In my opening statement, I was careful to point out that the arguments I would be using were by no means the only arguments theists could offer in response to suffering. Indeed, there were entire categories of responses that I would not be using. As an example, I pointed to a distinction between two views known as classical theism and theistic personalism. Theistic personalists believe that God is a person—that is, God is like us, only much more powerful and intelligent. Classical theists are quite different. They reject the view that God is a person. Thus, God is not the sort of being who might come to our rescue if we fall into a pit. To think of God in this way is, according to classical theists, shear anthropomorphism.

Most theists writing on apologetics today are theistic personalists, and this is the view I lean towards (although I sympathize with classical theists). This is quite relevant for discussions of the Argument from Evil, for if classical theists are correct, most of the atheist’s complaints make no sense at all. If God is not the sort of being who might come to our rescue, because God is not like us, then it makes no sense to say, “Why didn’t God protect me when I fell into a pit?”

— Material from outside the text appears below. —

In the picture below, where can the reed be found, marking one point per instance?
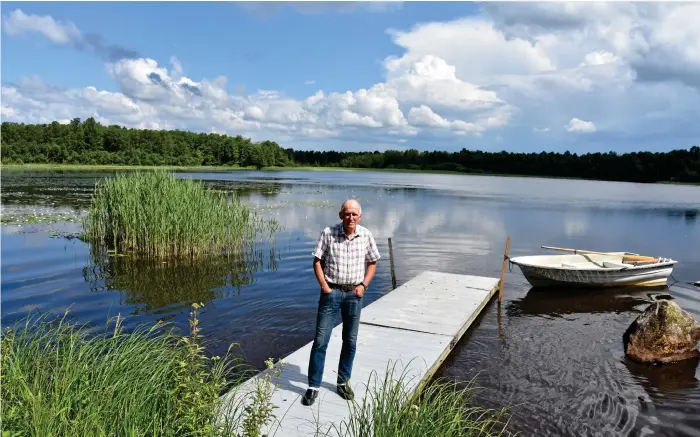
(442, 408)
(155, 214)
(60, 378)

Classical theists and theistic personalists agree that God is all-knowing, all-powerful, and wholly good. The notion of personhood, however, means that these attributes are interpreted differently. As I said in the debate, when someone like Thomas Aquinas (a paradigm classical theist) said that God is good, he didn’t mean that God is an extremely well-behaved person. Classical theists don’t view God as a moral agent. When a theistic personalist, on the other hand, says that God is good, he means, among other things, that God’s behavior is exceptionally good.

The point of these opening remarks was to show that atheists shouldn’t presume that, if they defeat one theist’s collection of responses to the Argument from Evil, they have thereby refuted all theists. I don’t agree with classical theists when they respond to the Argument from Evil, but I recognize that their position is immune to certain challenges which I, as a personalist, must face.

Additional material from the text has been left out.